Scoprire di essere positivi al Covid-19, soprattutto quando si è asitomatici, può essere destabilizzante. Oltre a non farsi prendere dal panico, però, rimane strettamente necessario non andare nei pronto soccorso, se non si ha una sintomatologia tale da richiedere il ricovero in ospedale. Gli eventuali sintomi, così come lo stato generale di salute, chiaramente, vanno monitorati: fondamentale, però, è affidarsi al proprio medico curante – spiega Francesco Landi, docente di medicina interna all’Università Cattolica e responsabile del Day Hospital post-Covid al Policlinico Gemelli, ai giornalisti de La Repubblica.

Monitorare i sintomi e areare gli ambienti

Nella maggioranza dei casi in cui si assiste a un Covid-positivo domiciliato, non è necessaria alcun tipo di terapia. Del resto, sono moltissime le persone asintomatiche  paucisintomatiche, e cioè con sintomi talmente lievi da non richiedere alcuna prescrizione. Tuttavia, è utile e importante monitorare regolarmente il proprio stato di salute, così come i propri sintomi (anche se lievi), per scongiurare ogni tipo di aggravamento.

In questo senso, può essere utile avere in casa un saturimetro. Questo strumento permette infatti di controllare periodicamente l’ossigenazione del sangue, che andrebbe osservata mattina e sera. “La saturazione normale è da 97 in su. Il livello di guardia si ha quando la saturazione inizia a scendere, a riposo, al di sotto di 92: questa diventa una una situazione che va attenzionata. Così come bisogna prestare attenzione se una saturazione normale si abbassa dopo un leggero sforzo, come alzarsi e sedersi di continuo, per un minuto, sulla sedia. Il dato della saturazione va considerato insieme ai sintomi respiratori, all’età del soggetto e alla presenza di eventuali altre patologie: a quel punto il medico curante può raccomandare il ricorso al pronto soccorso”, spiega il docente Landi per La Repubblica.

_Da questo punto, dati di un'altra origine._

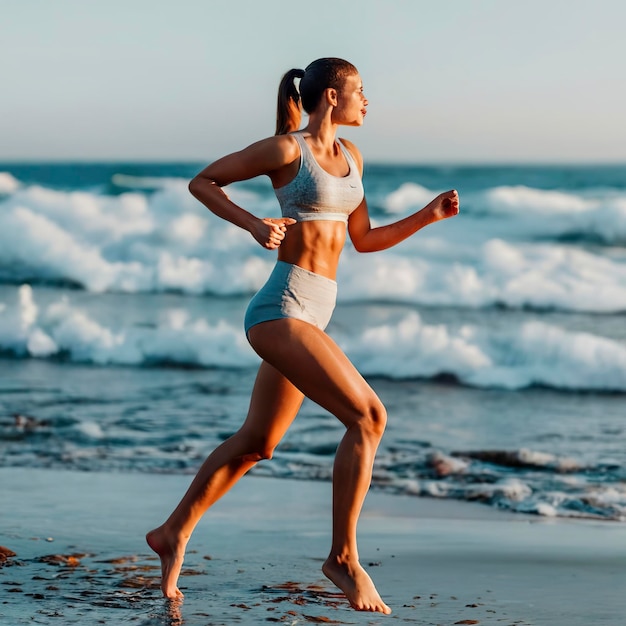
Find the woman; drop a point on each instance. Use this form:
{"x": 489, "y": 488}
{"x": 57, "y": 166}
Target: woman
{"x": 317, "y": 180}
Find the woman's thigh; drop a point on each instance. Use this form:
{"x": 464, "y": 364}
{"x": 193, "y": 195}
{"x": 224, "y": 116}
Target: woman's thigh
{"x": 316, "y": 365}
{"x": 274, "y": 404}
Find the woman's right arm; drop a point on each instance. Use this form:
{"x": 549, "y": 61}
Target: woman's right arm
{"x": 263, "y": 157}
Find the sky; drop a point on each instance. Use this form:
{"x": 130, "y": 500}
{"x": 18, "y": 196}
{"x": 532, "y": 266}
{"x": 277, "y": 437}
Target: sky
{"x": 448, "y": 81}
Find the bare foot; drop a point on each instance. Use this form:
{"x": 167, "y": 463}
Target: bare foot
{"x": 355, "y": 582}
{"x": 172, "y": 557}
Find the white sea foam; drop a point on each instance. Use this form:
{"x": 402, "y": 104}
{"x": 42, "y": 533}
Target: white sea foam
{"x": 532, "y": 353}
{"x": 66, "y": 331}
{"x": 144, "y": 242}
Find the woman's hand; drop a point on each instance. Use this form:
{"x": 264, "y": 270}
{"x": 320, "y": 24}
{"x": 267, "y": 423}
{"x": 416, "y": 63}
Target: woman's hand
{"x": 444, "y": 205}
{"x": 270, "y": 232}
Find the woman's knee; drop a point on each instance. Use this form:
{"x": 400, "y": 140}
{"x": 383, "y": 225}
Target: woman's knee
{"x": 373, "y": 418}
{"x": 256, "y": 447}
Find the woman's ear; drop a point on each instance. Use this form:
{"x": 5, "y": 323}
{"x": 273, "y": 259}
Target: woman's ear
{"x": 331, "y": 96}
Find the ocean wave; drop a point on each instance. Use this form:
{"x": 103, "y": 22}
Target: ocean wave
{"x": 140, "y": 243}
{"x": 518, "y": 212}
{"x": 530, "y": 354}
{"x": 8, "y": 184}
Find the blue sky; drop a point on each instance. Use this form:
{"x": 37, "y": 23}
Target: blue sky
{"x": 448, "y": 81}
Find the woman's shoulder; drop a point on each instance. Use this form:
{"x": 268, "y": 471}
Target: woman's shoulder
{"x": 281, "y": 149}
{"x": 354, "y": 152}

Oltre a questo, comunque, è importante seguire alcune accortezze. Dato che il Covid-19 è una malattia infettiva, è bene areare gli ambienti. In particolare, se si vive in casa con più persone lo scarso ricambio d’aria può favorire l’infezione di altri. “Quindi laddove possibile, oltre all’uso della mascherina, è necessario che il positivo sia completamente separato dalla vita dei conviventi. E che sia il solo ad utilizzare gli oggetti che tocca – spiega Carlo Perno, direttore di microbiologia presso l’Ospedale Pediatrico Bambin Gesù e professore di virologia all’Università di Roma Tor Vergata.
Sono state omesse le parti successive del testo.